The ever-mysterious Liam Nolan.
As the sea loomed closer, so did the rain — which was a blessing, in part. The cold ping of water slowed my impulsiveness and straightened out my thinking. There was no point going to Liam now. At this time of day, he was probably working. And if I did confront him, I’d be unclothed again. And I could hardly tap on his office window and hope he understood crow.
So I changed course and flew over Holton, following the landmarks that would take me home. I landed in the backyard, scaring off a bunch of chattering sparrows. Praying that Mom hadn’t come home for lunch, I quickly changed into my human form, got rid of the shawl, and lifted the plant pot that hid the spare key. I bolted upstairs and into the shower. The water was warm and comforting. The only reminders of my morning “adventures” were the sting when the heat hit the wound on my neck and the sight of blood swirling into the drain. I remembered Freya saying, That’s gonna look messy. She wasn’t wrong. I nearly died when I checked the bathroom mirror. The bite marks were gruesome. Mom would go ape if she saw them. I washed the wound as best I could and found a bigger bandage to cover it with. If Mom asked, I would tell her I’d scratched and made it worse. Picking at scabs was a standard boy thing. Every mother knew that.

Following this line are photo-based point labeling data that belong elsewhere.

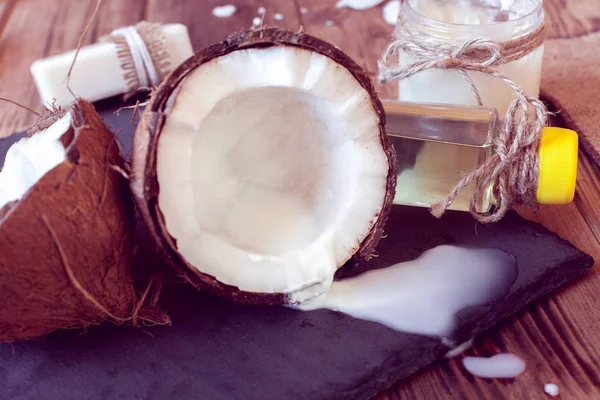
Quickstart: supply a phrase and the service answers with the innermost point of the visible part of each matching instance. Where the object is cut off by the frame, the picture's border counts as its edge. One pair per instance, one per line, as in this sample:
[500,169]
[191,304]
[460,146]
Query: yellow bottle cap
[558,166]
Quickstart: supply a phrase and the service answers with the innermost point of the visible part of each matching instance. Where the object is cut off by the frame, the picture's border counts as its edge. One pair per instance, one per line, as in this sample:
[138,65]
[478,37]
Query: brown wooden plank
[559,337]
[38,28]
[362,34]
[206,29]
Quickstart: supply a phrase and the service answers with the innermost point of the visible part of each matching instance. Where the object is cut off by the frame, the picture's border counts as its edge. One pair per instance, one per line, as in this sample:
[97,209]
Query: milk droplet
[358,4]
[551,389]
[499,366]
[422,296]
[224,11]
[391,11]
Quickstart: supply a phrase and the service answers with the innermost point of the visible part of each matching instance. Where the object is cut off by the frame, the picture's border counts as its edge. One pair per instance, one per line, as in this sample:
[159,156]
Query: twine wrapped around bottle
[513,169]
[142,51]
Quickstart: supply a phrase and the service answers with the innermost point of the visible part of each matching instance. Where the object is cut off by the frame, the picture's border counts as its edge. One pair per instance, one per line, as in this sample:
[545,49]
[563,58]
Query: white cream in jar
[437,167]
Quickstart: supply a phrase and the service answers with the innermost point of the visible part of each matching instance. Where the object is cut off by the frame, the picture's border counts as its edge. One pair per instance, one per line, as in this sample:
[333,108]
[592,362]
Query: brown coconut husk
[67,244]
[144,181]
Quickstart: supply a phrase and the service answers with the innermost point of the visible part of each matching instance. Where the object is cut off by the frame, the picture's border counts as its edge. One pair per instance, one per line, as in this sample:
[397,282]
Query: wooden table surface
[558,337]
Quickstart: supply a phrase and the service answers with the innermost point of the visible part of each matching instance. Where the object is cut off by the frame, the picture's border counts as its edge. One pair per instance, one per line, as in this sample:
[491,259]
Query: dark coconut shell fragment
[144,158]
[66,245]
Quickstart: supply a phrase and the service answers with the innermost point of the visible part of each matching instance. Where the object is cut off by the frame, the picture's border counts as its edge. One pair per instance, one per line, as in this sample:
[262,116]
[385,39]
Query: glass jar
[430,168]
[437,143]
[458,21]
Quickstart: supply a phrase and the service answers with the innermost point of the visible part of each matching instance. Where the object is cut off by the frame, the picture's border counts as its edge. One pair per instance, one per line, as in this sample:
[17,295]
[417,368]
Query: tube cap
[558,166]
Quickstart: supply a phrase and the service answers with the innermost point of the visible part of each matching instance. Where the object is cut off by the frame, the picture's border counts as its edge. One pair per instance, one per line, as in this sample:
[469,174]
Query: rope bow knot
[513,170]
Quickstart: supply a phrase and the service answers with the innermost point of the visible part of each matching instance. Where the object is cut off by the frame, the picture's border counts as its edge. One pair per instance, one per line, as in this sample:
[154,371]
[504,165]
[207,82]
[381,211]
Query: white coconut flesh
[271,169]
[28,160]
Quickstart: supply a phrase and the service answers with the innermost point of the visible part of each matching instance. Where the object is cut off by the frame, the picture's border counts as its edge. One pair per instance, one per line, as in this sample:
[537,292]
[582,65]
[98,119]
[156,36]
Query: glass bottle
[438,143]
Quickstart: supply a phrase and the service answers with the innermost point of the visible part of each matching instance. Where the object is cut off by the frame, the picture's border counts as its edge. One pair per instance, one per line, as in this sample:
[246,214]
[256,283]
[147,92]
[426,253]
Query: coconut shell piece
[144,181]
[66,245]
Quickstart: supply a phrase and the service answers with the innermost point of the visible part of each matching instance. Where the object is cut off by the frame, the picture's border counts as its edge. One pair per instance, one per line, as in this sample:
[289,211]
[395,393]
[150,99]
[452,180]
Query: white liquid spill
[422,296]
[224,11]
[499,366]
[358,4]
[28,160]
[391,11]
[458,350]
[551,389]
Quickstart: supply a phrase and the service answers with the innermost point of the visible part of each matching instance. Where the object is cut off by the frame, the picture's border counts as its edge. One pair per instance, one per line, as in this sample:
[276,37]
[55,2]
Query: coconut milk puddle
[423,296]
[499,366]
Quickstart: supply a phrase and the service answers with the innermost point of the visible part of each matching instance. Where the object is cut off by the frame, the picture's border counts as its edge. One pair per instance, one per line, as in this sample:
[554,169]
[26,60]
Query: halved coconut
[65,229]
[261,166]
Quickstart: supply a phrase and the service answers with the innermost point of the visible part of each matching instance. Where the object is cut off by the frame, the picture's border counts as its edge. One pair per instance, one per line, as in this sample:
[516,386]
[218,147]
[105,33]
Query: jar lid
[558,166]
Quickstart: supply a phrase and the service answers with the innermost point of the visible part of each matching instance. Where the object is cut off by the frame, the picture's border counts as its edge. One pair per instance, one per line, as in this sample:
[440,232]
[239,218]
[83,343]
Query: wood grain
[39,28]
[559,337]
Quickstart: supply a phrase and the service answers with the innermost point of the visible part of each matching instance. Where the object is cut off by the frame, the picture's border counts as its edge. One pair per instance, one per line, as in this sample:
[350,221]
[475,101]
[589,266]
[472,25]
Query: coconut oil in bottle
[436,146]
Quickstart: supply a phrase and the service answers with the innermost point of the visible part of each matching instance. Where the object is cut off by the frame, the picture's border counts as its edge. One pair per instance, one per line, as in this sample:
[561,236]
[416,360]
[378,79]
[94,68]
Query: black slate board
[216,350]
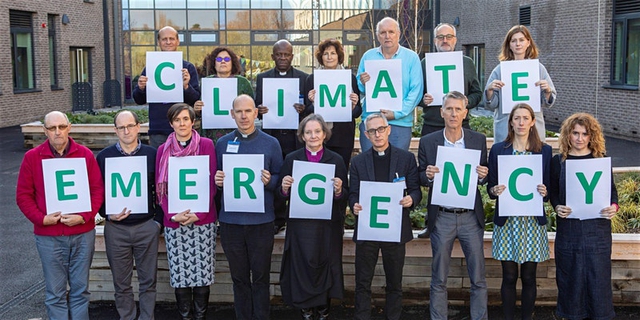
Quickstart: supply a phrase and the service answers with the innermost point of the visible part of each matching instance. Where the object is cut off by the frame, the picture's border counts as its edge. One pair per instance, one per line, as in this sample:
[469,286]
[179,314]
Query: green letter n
[462,187]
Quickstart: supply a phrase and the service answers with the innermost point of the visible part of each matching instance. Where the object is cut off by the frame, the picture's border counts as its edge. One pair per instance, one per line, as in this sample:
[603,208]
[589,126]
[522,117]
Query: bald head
[168,39]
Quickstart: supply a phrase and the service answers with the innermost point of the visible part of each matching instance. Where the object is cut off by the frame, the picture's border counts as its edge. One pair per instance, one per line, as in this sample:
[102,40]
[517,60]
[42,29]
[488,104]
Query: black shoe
[424,233]
[277,229]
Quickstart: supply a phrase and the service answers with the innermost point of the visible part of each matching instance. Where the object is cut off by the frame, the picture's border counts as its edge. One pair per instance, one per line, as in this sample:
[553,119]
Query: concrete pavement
[22,293]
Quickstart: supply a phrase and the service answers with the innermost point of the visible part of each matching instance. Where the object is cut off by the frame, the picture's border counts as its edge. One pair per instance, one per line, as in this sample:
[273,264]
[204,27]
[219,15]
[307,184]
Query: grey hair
[374,116]
[385,19]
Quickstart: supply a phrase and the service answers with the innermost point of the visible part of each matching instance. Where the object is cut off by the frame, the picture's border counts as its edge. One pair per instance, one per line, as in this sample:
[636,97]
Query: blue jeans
[450,226]
[400,137]
[248,249]
[66,260]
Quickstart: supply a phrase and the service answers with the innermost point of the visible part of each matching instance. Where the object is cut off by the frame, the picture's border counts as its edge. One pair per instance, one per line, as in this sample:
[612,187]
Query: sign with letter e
[125,184]
[66,185]
[381,215]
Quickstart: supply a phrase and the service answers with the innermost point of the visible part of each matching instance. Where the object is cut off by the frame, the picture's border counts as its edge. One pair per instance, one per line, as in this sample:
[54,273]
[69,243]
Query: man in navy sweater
[132,236]
[247,238]
[159,128]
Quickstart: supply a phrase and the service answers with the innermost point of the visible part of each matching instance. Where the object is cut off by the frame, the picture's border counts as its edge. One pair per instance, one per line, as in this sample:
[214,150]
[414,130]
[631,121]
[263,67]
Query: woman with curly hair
[222,62]
[517,45]
[582,247]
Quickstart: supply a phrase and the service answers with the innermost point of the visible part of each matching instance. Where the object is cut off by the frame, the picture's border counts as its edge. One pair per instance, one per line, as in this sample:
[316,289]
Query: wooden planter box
[93,136]
[417,273]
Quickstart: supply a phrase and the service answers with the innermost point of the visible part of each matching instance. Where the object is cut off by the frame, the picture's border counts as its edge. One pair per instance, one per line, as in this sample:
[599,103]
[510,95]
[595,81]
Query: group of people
[311,272]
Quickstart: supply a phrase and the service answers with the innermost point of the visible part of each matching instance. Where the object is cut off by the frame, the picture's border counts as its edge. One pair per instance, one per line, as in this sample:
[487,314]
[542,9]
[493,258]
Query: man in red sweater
[65,242]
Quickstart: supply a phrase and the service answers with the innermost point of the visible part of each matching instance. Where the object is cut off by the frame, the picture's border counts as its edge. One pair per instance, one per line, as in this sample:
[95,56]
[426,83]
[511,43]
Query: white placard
[456,184]
[243,187]
[164,73]
[333,88]
[126,184]
[217,96]
[445,73]
[520,77]
[381,215]
[521,174]
[588,183]
[66,185]
[189,184]
[384,89]
[279,95]
[312,190]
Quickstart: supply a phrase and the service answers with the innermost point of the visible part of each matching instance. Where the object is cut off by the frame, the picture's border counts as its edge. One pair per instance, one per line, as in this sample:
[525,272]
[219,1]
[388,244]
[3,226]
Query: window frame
[613,83]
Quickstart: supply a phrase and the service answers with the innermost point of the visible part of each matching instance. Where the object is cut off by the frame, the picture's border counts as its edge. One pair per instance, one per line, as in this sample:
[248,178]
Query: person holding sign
[388,34]
[131,235]
[446,223]
[190,236]
[159,128]
[517,45]
[65,240]
[222,62]
[311,269]
[582,247]
[247,237]
[330,56]
[383,163]
[445,41]
[282,56]
[519,240]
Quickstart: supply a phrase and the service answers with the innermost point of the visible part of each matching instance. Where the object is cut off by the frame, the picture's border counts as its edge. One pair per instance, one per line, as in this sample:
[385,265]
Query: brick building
[593,69]
[48,46]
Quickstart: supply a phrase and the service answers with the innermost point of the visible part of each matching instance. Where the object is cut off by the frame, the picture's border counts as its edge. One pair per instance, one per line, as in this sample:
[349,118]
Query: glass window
[174,18]
[266,4]
[238,4]
[143,38]
[141,20]
[202,4]
[170,4]
[203,20]
[238,37]
[626,50]
[265,20]
[297,19]
[140,4]
[22,50]
[330,19]
[53,63]
[237,19]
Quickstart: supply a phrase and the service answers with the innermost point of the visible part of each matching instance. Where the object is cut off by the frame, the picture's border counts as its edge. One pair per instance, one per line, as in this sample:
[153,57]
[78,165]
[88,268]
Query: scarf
[172,148]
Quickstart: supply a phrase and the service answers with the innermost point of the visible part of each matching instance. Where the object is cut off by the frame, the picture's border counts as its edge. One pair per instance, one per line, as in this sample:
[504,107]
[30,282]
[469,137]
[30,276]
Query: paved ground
[22,293]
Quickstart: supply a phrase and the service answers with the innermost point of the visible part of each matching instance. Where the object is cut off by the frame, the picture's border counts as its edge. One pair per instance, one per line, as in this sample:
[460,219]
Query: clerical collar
[246,136]
[381,153]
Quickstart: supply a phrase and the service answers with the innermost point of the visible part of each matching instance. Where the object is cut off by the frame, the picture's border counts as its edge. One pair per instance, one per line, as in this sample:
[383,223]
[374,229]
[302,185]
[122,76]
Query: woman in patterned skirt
[583,247]
[519,240]
[190,236]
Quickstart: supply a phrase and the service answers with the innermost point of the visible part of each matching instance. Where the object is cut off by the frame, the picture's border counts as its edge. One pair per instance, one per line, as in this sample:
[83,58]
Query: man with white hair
[65,242]
[388,34]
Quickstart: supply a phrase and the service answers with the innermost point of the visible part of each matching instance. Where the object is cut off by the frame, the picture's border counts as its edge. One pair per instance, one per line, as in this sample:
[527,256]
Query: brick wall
[574,39]
[84,30]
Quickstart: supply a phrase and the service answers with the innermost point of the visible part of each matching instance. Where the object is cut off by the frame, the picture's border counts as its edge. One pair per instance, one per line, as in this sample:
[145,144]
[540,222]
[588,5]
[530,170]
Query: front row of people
[311,269]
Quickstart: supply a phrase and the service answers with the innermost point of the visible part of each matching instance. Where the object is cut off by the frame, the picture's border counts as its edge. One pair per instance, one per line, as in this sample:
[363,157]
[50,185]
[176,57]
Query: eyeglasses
[60,127]
[443,36]
[128,127]
[380,130]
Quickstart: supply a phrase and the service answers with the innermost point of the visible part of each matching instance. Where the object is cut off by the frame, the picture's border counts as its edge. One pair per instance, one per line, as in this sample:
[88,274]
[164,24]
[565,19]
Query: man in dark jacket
[382,163]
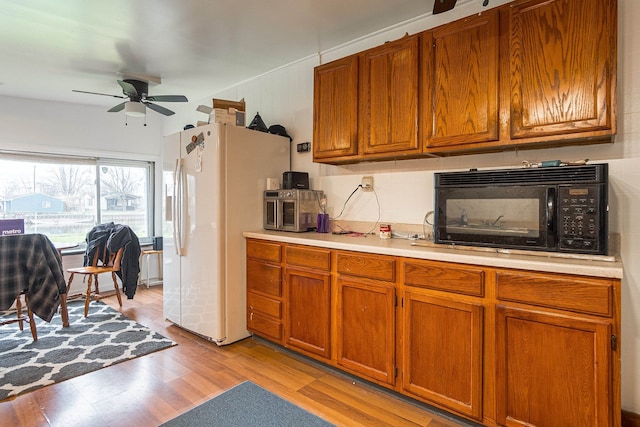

I spent the afternoon sweating over a laptop in Josie’s room. I had zero interest in my sister’s surroundings, but her window had the very best view of the driveway. I wanted to be ready if Klimt came knocking. I even opened a small window in case I needed to fly.
I typed Dad’s message into a search engine. In New Mexico: Dragons abound. A lot of useless stuff came back, mostly to do with tourism or weather, along with a bunch of hits about dragon books and dragonflies. The images were better. The New Mexico landscape looked pretty alien, the perfect place for a UNICORNE mystery. It was mostly desert, filled with scrubby plants and solemn tabletop mountains called mesas. One image made me catch my breath — a border sign saying WELCOME TO NEW MEXICO, LAND OF ENCHANTMENT. I spent AGES on that, hoping to find some connection to Alexander or The Fourth Enchantment. But none of the searches gave me any clues. It was the same when I put in DNA program. That brought up tons of chemistry sites and images of something called an alpha-helix. On a learning scale, it was a better school day than a regular one, but I was getting nowhere with solving the message.